It’s really something to sit next to your San Francisco ex watching YouTube videos of yourself acting crazy just two short months ago.
My ex was known in the original Devon’s Diary as the gay Malcolm X, causing some readers to believe he was African American. The nickname stemmed from an argument we had during our five-or-so-months-long relationship: Some political discussion we were having had me taking a position that he said was the conciliatory gay Martin Luther King position, while he, in turn, was the gay Malcolm X. I wish I could remember what the issue under dispute was. Anyway, the gay Malcolm X is a blue-eyed white cantankerous artist who used to come to do the door with a pistol — a Lady Derringer, I believe.
“I got rid of it,” he said. “After awhile it just made me nervous having that in my house.”

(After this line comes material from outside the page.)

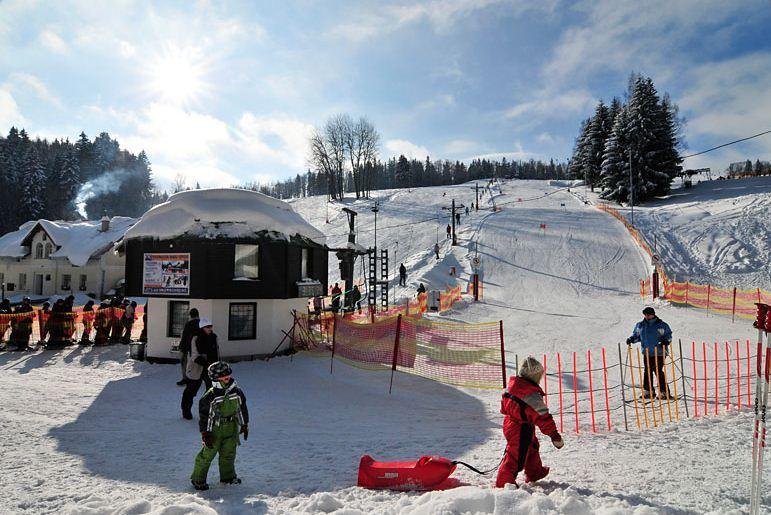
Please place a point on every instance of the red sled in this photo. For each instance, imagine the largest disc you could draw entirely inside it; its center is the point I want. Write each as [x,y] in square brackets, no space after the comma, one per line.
[427,473]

When I was racing along the East Coast in summer 2004, running on the last vapors of what meth resin I could find clinging to the pipe, I left a rapid-fire, blisteringly incoherent tirade on the gay Malcolm X’s voicemail. (Others got theirs live.) Where he had previously only skimmed the diary for references to himself, the gay Malcolm X became hooked and followed its sketchy report of my hospitalization and subsequent descent into depression. He never held the tirade against me and came to relish telling me about it. And the time I wrote about screaming “I llllllllooooove it!!!” while I was in restraints later prompted him to tell me, “That was art, puta.” (The performance got favorable reviews from my fellow patients, although some complained about its 2 a.m.-ish timing. It was, as I wrote in another entry, a labor-intensive way to have to go about being given Benadryl.)
Point being, the gay Malcolm X has never shied away from my crazy side, and he high-fived me during certain highlights of my guerrilla action on The Art Guys’ tree at the Menil Collection, but even he was looking at me as if to say, “What happened?”
I watched it again with one of my oldest San Francisco friends whom I’ve known since moving here in 1997 and his ex, and they really reacted to how crazy I looked. And I was, as I noted at the time, in a sleep-deprived delerium. Watching it two months later with friends drives home how the dark circles under my eyes and the exhaustion drown out what I was actually saying in the road-trip introduction.
The thing is, I still agree with what I actually said, even if it was during some kind of breakdown, which affected my inhibitions — that is, it removed them — much more than the content.
Moreover, if that episode was what launched this journey, the journey was also the “cure.” I recovered pretty quickly on the road by taking my time, getting adequate sleep, eating nutritiously and exercising, and seeing art and enjoying the landscape along the way, including the Atlantic and Pacific oceans. Even my mother noted the improvement in an email urging me to get counseling, among other things.
Still, people are persuaded by what they see, so most criticism has focused on the videos. I enjoyed this riff by Buffalo Sean, which made me nostalgic for our occasional critical skirmishes when we were both blogging, I for the Houston Chronicle and he independently. But he joins the general rush to put the whole thing behind us and fails to take the Menil to task — or to note who’s ultimately responsible for that the fact that “the Chronicle has no art critic and will not get one for the foreseeable future.” It’s one thing to blame the artists first — “The art guys are stupid, you’re stupid, blah blah blah” — but b.s. continues the Houston tradition of attacking artists exclusively and giving institutions a pass. Naturally, his dismissal of me stems mostly from the videos, not from my writing of the same period.
I guess ultimately I’m glad they’re there for what documentary evidence they provide of my mental state at the time. I got out of the habit of making them because people, even most readers, weren’t watching them, but maybe it’s time to do a new one in order to have a less crazy version of me floating around YouTube.
Watching the videos Ari, my friend since 1997, registered a look of “oh shit, you’re unemployable now” early on but before long was saying we should find somewhere in San Francisco to play them on an endless loop. Then he took a sample of me talking gibberish while mimicking my 2004 craziness and looped it. That cheered me up to no end.